The function of the sport shoe is to protect the foot from the stresses of running and training, while permitting the athlete to achieve his or her maximum potential. Although in some parts of the world athletes participate in sports barefooted, most of us require and benefit from the use of sport specific shoes. The forces and motions that occur in different sports vary greatly. Because of these differences, active participation in varied sports will require varied shoes.
A simple example of why this is important is demonstrated by a contrast of the sports of running and tennis. Tennis and other racquet sports require much side to side motion and the shoe must provide lateral stability. The shoes appropriate for racquet sports usually do not have any heel elevation. If the shoe is unstable when the athlete is moving from side to side to return the ball, the likelihood is good that they will suffer ankle strain. Recreational running, on the other hand, usually occurs in a straight line. Lateral stability is not as important. These shoes usually have slight heel elevation which will reduce stress on the Achilles tendon, but slightly reduce the lateral stability of the ankle. Running shoes also have a larger toe box and more shock absorption.
Shoe Buying Tips
Buy shoes at the end of the day, when your feet are somewhat larger form walking.
Make sure there is about a finger’s width at the front of the shoe. This will prevent runner’s toe. The shape and depth of the front of the shoe also affect this problem.
Shoe Wearing Tips
A shoe’s midsole only lasts so long. It degrades from use and the resultant useful life of a running shoe is 350 to 550 miles.
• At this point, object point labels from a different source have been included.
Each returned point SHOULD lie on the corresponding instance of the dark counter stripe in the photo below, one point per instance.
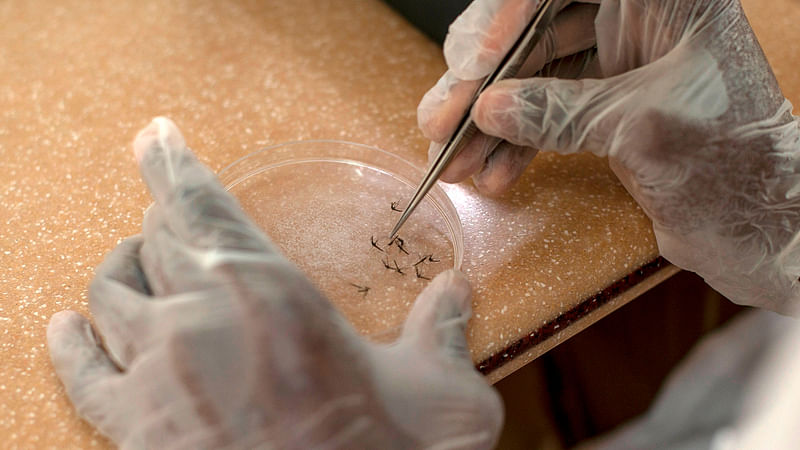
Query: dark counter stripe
(564, 320)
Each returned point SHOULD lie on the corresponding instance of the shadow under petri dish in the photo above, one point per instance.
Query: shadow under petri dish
(330, 205)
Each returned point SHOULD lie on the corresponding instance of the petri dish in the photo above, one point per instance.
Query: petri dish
(330, 206)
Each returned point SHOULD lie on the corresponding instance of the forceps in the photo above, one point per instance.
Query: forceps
(466, 128)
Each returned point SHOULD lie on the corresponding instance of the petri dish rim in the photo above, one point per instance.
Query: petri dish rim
(339, 151)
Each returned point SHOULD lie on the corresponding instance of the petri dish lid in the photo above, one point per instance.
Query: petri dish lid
(330, 205)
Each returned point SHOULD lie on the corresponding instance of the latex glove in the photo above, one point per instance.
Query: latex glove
(207, 337)
(694, 125)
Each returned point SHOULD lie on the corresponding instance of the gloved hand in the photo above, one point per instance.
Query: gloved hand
(687, 110)
(208, 338)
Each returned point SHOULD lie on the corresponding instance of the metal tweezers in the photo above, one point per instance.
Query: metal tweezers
(466, 129)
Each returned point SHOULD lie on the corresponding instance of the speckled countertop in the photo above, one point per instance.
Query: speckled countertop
(78, 79)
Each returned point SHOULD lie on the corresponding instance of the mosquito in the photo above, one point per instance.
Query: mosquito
(375, 243)
(361, 289)
(421, 261)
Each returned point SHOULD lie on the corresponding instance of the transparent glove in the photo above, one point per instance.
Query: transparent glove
(688, 111)
(206, 337)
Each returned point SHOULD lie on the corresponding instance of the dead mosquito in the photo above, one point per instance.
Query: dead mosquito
(375, 243)
(420, 275)
(400, 243)
(361, 289)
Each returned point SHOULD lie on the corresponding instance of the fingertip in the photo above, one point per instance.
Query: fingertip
(453, 284)
(68, 332)
(503, 169)
(162, 133)
(492, 110)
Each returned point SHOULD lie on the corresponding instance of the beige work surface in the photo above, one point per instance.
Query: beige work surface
(78, 79)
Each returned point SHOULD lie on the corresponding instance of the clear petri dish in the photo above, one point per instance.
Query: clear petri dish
(330, 206)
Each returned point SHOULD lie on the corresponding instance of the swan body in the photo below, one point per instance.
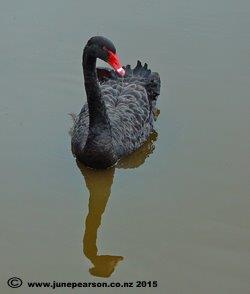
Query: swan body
(119, 114)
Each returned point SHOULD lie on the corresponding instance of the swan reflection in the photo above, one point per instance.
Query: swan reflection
(99, 184)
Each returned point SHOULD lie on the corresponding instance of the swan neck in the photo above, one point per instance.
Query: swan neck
(96, 105)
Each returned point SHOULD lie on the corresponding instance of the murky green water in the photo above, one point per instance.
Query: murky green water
(182, 216)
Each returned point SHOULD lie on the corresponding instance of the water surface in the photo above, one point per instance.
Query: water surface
(182, 216)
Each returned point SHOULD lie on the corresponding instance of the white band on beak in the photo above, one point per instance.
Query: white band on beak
(121, 71)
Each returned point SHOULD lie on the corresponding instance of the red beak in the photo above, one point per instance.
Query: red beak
(113, 60)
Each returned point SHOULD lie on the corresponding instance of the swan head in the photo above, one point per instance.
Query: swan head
(103, 48)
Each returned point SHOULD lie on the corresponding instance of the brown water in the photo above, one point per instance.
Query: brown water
(178, 214)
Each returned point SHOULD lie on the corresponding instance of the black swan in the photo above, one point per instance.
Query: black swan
(120, 110)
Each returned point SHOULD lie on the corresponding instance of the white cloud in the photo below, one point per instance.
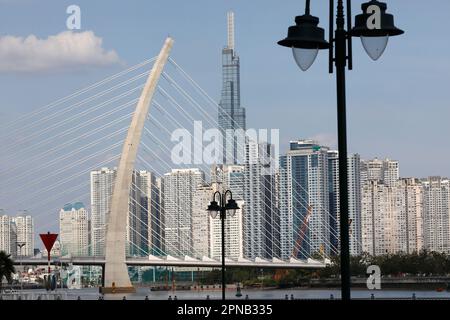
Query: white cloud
(62, 51)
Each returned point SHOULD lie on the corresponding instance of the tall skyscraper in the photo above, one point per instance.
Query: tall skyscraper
(201, 242)
(24, 225)
(410, 224)
(261, 218)
(378, 234)
(179, 188)
(231, 114)
(436, 214)
(8, 235)
(73, 230)
(304, 200)
(151, 212)
(354, 205)
(102, 185)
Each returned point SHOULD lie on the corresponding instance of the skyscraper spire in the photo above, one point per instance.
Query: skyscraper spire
(230, 18)
(231, 115)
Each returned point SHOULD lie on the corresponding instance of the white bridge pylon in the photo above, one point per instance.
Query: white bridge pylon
(117, 279)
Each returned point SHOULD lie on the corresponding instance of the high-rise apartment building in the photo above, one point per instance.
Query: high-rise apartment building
(386, 171)
(304, 200)
(354, 199)
(201, 242)
(8, 235)
(436, 214)
(143, 206)
(102, 186)
(24, 225)
(74, 230)
(378, 217)
(261, 217)
(179, 188)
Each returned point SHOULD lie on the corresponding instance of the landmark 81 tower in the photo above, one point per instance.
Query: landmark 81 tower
(231, 115)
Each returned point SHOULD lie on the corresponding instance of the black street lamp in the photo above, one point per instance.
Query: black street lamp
(374, 26)
(221, 209)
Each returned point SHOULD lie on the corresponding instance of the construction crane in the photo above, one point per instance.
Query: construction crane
(302, 233)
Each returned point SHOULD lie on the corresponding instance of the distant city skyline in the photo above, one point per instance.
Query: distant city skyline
(410, 81)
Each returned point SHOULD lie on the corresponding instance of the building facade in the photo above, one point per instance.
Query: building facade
(179, 188)
(24, 228)
(231, 115)
(304, 201)
(74, 230)
(354, 199)
(261, 218)
(436, 214)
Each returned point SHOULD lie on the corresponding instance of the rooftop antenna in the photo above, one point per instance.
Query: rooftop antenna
(230, 18)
This means that if you run 20 miles a week, your shoes should last about 20 to 25 weeks. After that time, the shoe may still be worn for casual wear.
Sole wear does not necessarily reflect the loss of shock absorption of a shoe. Even a new looking shoe may lack adequate shock absorption. Use the 350 to 550 mile guideline instead of trying to guess how worn out your shoe looks.
Do not ever run in a marathon in a new pair of shoes! Your shoes should be well broken in (about 100 miles).
Make sure you carefully lace your shoes before running. Too tight a shoe may make parts of the top of the foot sore or squeeze the metatarsals too tightly. Too loose a shoe may make the foot move excessively and be less stable.